C’était ainsi qu’il s’était retrouvé accusé d’avoir violenté et tenté de violer une baronne. Les médecins avaient été horrifiés devant l’étendue et le nombre de bleus qui parsemaient la peau mate de la jeune femme et le pauvre sire croupissait désormais dans sa geôle, à attendre le retour de son suzerain pour son procès. Qu’importait, dans les esprits de tous, ils étaient déjà coupables et condamnés.

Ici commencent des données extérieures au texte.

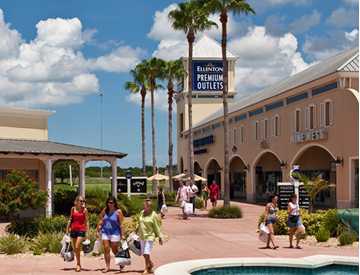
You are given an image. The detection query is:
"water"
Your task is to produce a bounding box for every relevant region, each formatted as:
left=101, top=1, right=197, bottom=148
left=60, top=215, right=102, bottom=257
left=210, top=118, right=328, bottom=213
left=191, top=264, right=359, bottom=275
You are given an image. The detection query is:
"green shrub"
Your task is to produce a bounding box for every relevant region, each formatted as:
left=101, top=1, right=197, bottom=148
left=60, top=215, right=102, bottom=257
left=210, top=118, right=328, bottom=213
left=208, top=206, right=242, bottom=219
left=195, top=197, right=204, bottom=209
left=30, top=232, right=64, bottom=255
left=338, top=230, right=358, bottom=248
left=0, top=234, right=27, bottom=255
left=315, top=226, right=330, bottom=242
left=38, top=215, right=69, bottom=233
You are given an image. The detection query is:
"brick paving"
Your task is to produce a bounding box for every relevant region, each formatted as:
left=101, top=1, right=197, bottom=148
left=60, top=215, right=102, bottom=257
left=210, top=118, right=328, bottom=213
left=0, top=203, right=358, bottom=275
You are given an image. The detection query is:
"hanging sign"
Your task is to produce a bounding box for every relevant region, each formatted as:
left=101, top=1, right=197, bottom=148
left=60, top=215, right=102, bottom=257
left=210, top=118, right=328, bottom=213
left=192, top=60, right=224, bottom=92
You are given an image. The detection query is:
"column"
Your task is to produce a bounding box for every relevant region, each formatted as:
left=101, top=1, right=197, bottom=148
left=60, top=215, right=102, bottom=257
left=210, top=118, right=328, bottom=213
left=79, top=159, right=86, bottom=198
left=111, top=158, right=117, bottom=198
left=43, top=159, right=53, bottom=218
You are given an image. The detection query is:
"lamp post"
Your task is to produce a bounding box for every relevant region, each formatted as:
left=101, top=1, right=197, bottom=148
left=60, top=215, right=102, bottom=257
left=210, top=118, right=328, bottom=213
left=99, top=91, right=104, bottom=178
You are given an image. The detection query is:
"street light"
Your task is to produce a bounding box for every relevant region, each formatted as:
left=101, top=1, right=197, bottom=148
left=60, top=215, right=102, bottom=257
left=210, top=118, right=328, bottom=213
left=99, top=91, right=104, bottom=178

« La plus grande force d’une femme c’est qu’on la croit faible, »  avait un jour murmuré sa mère à une Kahina enfant et sur le point de s’endormir. Elle n’avait pas compris, tant elle brûlait alors de paraître forte, mais tout était clair, désormais. Aux seigneurs et chevaliers du Conseil, elle lâcha la bride, s’imposant par la suite quand elle en avait besoin mais les laissant gérer la plupart des affaires courantes. Ils se réjouissaient de la voir reprendre des couleurs et de l’assurance et l’encourageaient même dans cette voix, oubliant le ressentiment qu’ils avaient pu nourrir à son égard. Tous devaient penser que la colère de Maciste serait terrible à son retour et qu’il fallait mieux encourager son épouse prétendument violentée à parler en leur faveur et non l’encourager à décrire combien ils avaient été indifférents et impuissants devant son déclin pourtant criant.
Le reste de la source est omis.